Loberamisal is a dual-target, small-molecule neuroprotective agent designed to preserve neurovascular unit integrity during the early phase of ischemic stroke. Neuroprotective therapies aim to reduce secondary brain injury after vessel occlusion, an area where prior clinical trials have largely fallen short.

In this multicenter, double-blind, placebo-controlled Phase III trial, researchers evaluated whether early intravenous loberamisal could improve outcomes when administered within 48 hours of stroke symptom onset. Preclinical studies had previously shown promising neuroprotective effects in rodent models, prompting large-scale human evaluation.

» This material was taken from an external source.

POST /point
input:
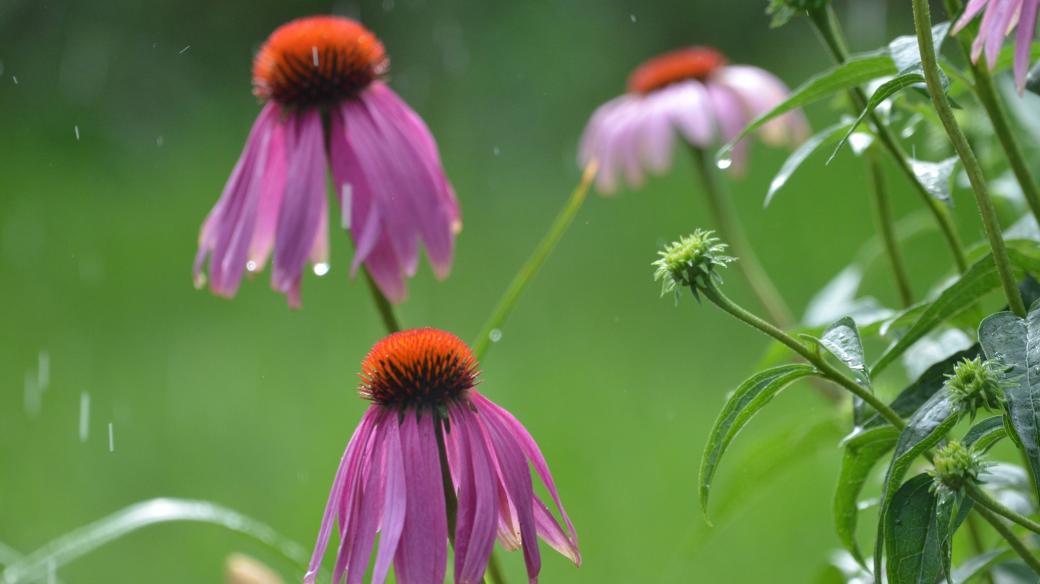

Phase III Trial Results: Functional Recovery and Safety

The study enrolled 998 adults (18–80 years) with moderate to severe ischemic stroke (NIHSS scores 7–20) across 32 stroke centers in China. Participants received either 40 mg IV loberamisal daily for 10 days or a matched placebo.

At the 90-day follow-up, functional outcomes were assessed using the modified Rankin Scale (mRS):

69% of patients receiving loberamisal achieved excellent recovery (mRS 0–1)
56% of patients in the placebo group reached the same outcome
No increased risk of serious adverse events or mortality was observed

Only 17% of participants received standard thrombolytic therapy, and patients undergoing mechanical thrombectomy were excluded, limiting assessment of combination strategies.

Learn more about clinical advances in neurology at the American Neurology Summit 2026.

Clinical Implications and Research Gaps

The 2026 ASA Guideline for Early Management of Acute Ischemic Stroke notes growing scientific interest in neuroprotection, while acknowledging persistent evidence gaps. Investigators emphasized the need for:

Validation in diverse global populations
Inclusion of patients with more severe strokes and those undergoing vascular procedures
Biomarker and imaging studies to clarify mechanisms of action

While results cannot yet be generalized beyond the study population, the findings suggest that multi-target neuroprotective strategies may contribute to improved post-stroke recovery when administered early.